La nature, un «actif financier» comme un autre?

Augustin de Baudinière
Collaboration spéciale, Unpointcinq.ca
« Les actifs naturels, ce sont les rivières, les milieux humides, les forêts, les lacs, les dunes ou les champs », explique Joanna Eyquem, directrice des programmes d’adaptation aux changements climatiques à l’Université de Waterloo.
Photo: iStock « Les actifs naturels, ce sont les rivières, les milieux humides, les forêts, les lacs, les dunes ou les champs », explique Joanna Eyquem, directrice des programmes d’adaptation aux changements climatiques à l’Université de Waterloo.

Ce texte fait partie du cahier spécial Action climatique

Estimer la valeur de nos forêts ou de nos rivières au même titre que d’autres actifs financiers permettrait-il de mieux lutter contre les changements climatiques ? Joanna Eyquem, directrice des programmes d’adaptation aux changements climatiques à l’Université de Waterloo, nous répond.

Quels sont les actifs naturels et pourquoi les inscrire aux états financiers des villes et du secteur public ?

Les actifs naturels, ce sont les rivières, les milieux humides, les forêts, les lacs, les dunes ou les champs.

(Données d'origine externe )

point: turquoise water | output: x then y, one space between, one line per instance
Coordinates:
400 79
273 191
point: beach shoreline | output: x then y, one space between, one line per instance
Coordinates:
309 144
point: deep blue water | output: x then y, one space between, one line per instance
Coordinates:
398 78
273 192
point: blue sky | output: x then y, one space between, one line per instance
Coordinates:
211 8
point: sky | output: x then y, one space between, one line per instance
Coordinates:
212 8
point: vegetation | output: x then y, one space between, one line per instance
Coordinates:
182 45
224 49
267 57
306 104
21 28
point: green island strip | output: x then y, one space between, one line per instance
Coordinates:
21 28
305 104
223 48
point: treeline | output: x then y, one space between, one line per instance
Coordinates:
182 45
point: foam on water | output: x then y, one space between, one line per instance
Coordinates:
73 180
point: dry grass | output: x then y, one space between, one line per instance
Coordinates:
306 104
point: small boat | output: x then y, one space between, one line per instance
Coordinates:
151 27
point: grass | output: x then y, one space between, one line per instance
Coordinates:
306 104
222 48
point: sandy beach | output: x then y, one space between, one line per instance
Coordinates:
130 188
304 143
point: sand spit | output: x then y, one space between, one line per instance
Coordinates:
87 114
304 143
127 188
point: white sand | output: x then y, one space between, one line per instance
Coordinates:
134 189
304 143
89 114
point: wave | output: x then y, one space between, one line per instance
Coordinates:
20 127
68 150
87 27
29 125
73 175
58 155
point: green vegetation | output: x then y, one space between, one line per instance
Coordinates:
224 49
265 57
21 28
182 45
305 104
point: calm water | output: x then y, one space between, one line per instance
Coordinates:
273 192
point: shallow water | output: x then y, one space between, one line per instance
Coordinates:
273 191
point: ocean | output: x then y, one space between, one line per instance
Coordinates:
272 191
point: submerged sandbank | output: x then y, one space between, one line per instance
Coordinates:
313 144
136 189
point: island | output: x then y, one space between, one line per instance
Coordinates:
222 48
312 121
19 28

En fait, toutes les sortes d’habitats qui nous fournissent des services écosystémiques essentiels. On fait exprès d’utiliser le terme « actif » parce que c’est celui qui est également utilisé pour le bâti. On parle d’« actifs bâtis » ou encore d’« infrastructure grise ». Si on traitait nos actifs naturels comme on prend soin de nos actifs gris, on pourrait préserver et maintenir les services que les actifs naturels fournissent à nos concitoyens.

Par exemple, en retenant l’eau naturellement, un milieu humide protège les habitants contre les inondations. Ce service a une valeur qui peut être calculée en utilisant différentes méthodes. De quelle infrastructure grise aurait-on eu besoin pour remplir la même fonction que le milieu humide ? Et s’il n’y avait ni milieu humide ni infrastructure pour protéger les habitants, quels auraient été les coûts des dommages liés aux inondations ? On a souvent des arguments économiques pour faire du développement, mais si on n’a rien dans les états financiers des municipalités sur les actifs naturels et qu’ils ne sont pas pris en considération, on prend des décisions qui ne sont pas économiquement viables.

Pourquoi les actifs naturelsne sont-ils pas comptabilisés dans les états financiers ?

Parce que les règles comptables interdisent de le faire. La bonne nouvelle, c’est qu’un peu plus de 90 municipalités au Canada ainsi que les gouvernements de certains pays dressent les inventaires des actifs naturels et commencent à les évaluer. En fait, inscrire la nature comme valeur financière n’est pas une fin en soi. Ce qu’on souhaite, c’est qu’on normalise ces règles comptables parce qu’on trouve que c’est une des clés pour faire face aux changements climatiques. Si les gouvernements locaux chiffrent leurs actifs naturels, la valeur de ceux-ci va augmenter. À l’inverse, si ces actifs ne sont pas protégés et se dégradent, elle diminue. Estimer leur valeur est donc aussi une façon de faciliter l’investissement. Des banques, des institutions financières privées, sont prêtes aujourd’hui à investir dans le capital naturel.

N’est-ce pas problématique que des compagnies privées telles que des banques, dont certaines sont connues pour financer les industries fossiles, investissent dans des actifs naturels ?

Dans le contexte actuel de double crise — celle des changements climatiques et celle de la perte de biodiversité —, l’Organisation des Nations unies exhorte les pays du G20 (dont le Canada) à tripler leurs investissements dans les solutions naturelles d’ici 2030. Nous avons besoin que le secteur privé s’engage de plus en plus dans des « actions nature positive », comme on dit en anglais. Beaucoup d’acteurs du milieu se demandent quels indicateurs nous pouvons utiliser pour mesurer ce type d’action.

Ce que l’on voit, c’est qu’on a besoin de plus d’investissements dans la nature et dans les infrastructures naturelles, de la même façon qu’on investit déjà dans les infrastructures grises, par exemple dans les bâtiments efficaces énergétiquement. C’est comme investir dans nos écoles. Ce sont des actifs qui ont une valeur si nous en prenons soin, pas si on les laisse se dégrader. Cela ne signifie pas pour autant que les investisseurs privés vont acheter nos écoles.

Une première version de ce texte a été publiée sur Unpointcinq.ca le 7 novembre 2022.

Ce contenu spécial a été produit par l’équipe des publications spéciales du Devoir, relevant du marketing. La rédaction du Devoir n’y a pas pris part.